Bessere PR hilft nicht gegen Bildungsverfall

Das alles bedeutet keineswegs eine Komplettverweigerung gegenüber der Idee, die Außenkommunikation der Wissenschaft zu verbessern. Wenn Wissenschaft aber prinzipiell von ihrer Außenkommunikation lebt (Forschung, Lehre und Veröffentlichung sind gesellschaftliche Kommunikationsformen), warum wird dann ein angeblich völlig neuer Aufgabenbereich erfunden, der den existierenden Kommunikationsformen Zeit, Energie und Geld wegnimmt?
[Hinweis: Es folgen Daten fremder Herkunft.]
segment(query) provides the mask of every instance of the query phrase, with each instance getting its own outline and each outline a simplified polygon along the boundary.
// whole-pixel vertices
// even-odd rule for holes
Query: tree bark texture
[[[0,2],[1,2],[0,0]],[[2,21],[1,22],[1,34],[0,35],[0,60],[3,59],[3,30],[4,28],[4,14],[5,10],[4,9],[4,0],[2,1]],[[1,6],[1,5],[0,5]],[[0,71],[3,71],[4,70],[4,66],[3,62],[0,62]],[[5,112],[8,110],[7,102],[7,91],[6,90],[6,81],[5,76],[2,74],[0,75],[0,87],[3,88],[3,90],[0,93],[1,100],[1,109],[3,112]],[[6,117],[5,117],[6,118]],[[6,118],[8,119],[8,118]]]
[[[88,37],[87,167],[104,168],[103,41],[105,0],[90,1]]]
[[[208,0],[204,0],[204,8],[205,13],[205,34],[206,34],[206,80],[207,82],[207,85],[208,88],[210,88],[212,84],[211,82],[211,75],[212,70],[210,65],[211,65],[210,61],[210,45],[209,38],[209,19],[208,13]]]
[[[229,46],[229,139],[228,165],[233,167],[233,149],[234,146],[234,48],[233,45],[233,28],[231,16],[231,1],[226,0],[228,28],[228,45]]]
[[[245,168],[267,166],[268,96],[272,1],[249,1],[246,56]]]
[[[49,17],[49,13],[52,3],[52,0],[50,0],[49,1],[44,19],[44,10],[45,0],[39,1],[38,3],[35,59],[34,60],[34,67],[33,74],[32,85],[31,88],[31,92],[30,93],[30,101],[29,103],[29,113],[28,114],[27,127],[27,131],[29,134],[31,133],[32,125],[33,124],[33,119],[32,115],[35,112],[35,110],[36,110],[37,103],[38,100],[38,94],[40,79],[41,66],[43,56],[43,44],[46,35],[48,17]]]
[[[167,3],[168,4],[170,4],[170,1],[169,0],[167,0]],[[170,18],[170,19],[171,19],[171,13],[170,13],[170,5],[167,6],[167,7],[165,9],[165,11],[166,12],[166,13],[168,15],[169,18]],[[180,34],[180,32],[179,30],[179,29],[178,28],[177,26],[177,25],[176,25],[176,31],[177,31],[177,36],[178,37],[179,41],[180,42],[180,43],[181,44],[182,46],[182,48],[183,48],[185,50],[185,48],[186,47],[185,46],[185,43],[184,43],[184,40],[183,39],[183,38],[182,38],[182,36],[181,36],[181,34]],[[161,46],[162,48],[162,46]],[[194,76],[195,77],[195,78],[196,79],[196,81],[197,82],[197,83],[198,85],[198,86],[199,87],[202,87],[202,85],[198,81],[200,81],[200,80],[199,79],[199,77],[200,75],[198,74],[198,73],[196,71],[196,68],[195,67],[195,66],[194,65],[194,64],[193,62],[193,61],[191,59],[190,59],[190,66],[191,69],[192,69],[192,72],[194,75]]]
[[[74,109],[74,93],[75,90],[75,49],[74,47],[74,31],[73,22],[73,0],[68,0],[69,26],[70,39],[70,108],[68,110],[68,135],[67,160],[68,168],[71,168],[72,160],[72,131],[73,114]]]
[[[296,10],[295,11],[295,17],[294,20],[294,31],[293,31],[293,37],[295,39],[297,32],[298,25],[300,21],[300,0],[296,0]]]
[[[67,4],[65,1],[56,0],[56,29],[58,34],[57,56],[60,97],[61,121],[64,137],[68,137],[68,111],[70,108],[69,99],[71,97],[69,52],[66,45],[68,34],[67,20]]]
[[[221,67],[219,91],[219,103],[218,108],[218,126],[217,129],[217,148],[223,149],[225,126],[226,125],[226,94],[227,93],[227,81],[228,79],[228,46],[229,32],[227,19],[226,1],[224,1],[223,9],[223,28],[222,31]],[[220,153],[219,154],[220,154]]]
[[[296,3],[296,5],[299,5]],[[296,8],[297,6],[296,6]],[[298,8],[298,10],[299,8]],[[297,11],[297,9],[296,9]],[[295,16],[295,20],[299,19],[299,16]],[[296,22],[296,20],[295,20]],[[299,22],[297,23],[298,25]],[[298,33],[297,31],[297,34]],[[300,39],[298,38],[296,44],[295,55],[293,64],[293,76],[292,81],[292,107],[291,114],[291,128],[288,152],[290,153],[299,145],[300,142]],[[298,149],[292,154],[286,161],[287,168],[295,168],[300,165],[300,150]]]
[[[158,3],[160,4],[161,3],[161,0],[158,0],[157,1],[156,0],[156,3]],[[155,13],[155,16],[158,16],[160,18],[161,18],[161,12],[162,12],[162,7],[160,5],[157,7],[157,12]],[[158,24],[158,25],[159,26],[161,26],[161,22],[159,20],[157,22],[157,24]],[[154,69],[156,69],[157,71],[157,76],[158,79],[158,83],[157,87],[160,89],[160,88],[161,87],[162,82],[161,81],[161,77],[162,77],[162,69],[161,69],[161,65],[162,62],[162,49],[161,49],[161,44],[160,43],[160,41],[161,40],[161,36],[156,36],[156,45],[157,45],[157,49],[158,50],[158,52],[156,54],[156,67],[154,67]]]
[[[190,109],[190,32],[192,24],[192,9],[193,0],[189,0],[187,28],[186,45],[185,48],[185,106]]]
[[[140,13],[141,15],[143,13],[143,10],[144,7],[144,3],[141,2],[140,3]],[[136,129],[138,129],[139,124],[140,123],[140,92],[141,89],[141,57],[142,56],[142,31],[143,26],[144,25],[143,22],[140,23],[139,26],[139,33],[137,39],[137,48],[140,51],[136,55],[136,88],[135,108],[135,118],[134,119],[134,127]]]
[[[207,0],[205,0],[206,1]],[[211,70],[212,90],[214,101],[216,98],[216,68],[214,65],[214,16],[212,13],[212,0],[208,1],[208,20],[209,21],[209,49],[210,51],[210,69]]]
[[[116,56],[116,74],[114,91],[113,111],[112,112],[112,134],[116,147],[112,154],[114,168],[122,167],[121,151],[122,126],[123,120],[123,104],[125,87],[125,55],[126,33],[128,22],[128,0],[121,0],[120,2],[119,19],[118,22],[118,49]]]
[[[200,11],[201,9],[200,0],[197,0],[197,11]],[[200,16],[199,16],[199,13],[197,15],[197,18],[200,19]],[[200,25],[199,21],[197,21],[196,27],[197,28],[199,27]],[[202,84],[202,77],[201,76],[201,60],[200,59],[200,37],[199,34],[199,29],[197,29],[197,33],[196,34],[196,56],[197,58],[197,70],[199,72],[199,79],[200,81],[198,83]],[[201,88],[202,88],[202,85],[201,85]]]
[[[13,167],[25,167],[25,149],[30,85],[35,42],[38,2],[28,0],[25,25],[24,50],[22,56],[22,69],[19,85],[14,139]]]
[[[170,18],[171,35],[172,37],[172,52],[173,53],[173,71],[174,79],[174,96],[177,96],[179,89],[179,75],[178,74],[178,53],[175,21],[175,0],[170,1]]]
Oder meint man wirklich, dem derzeitigen Bildungsverfall oder den populistischen Subwelten pseudowissenschaftlicher Verschwörungstheorien mit besserer PR entgegenwirken zu können?

Sinnvoller wäre es, die Kommunikation und Vermittlung von Wissen selber zu einem Untersuchungsgegenstand interdisziplinärer Forschung zu machen, und dabei ein besonderes Augenmerk auf die Schwierigkeiten, Grenzen und Gegenkräfte der Wissensvermittlung zu legen, um die eigentlichen Ursachen des heutigen Legitimationsverlusts wissenschaftlicher Aussagen zu ergründen. Diese liegen nämlich in der Gesellschaft und damit auch in der Wissenschaft, insofern sie ein Teil der Gesellschaft ist. Ganz sicher aber nicht darin, dass die Wissenschaft die Gesellschaft aus dem Blick verloren hätte.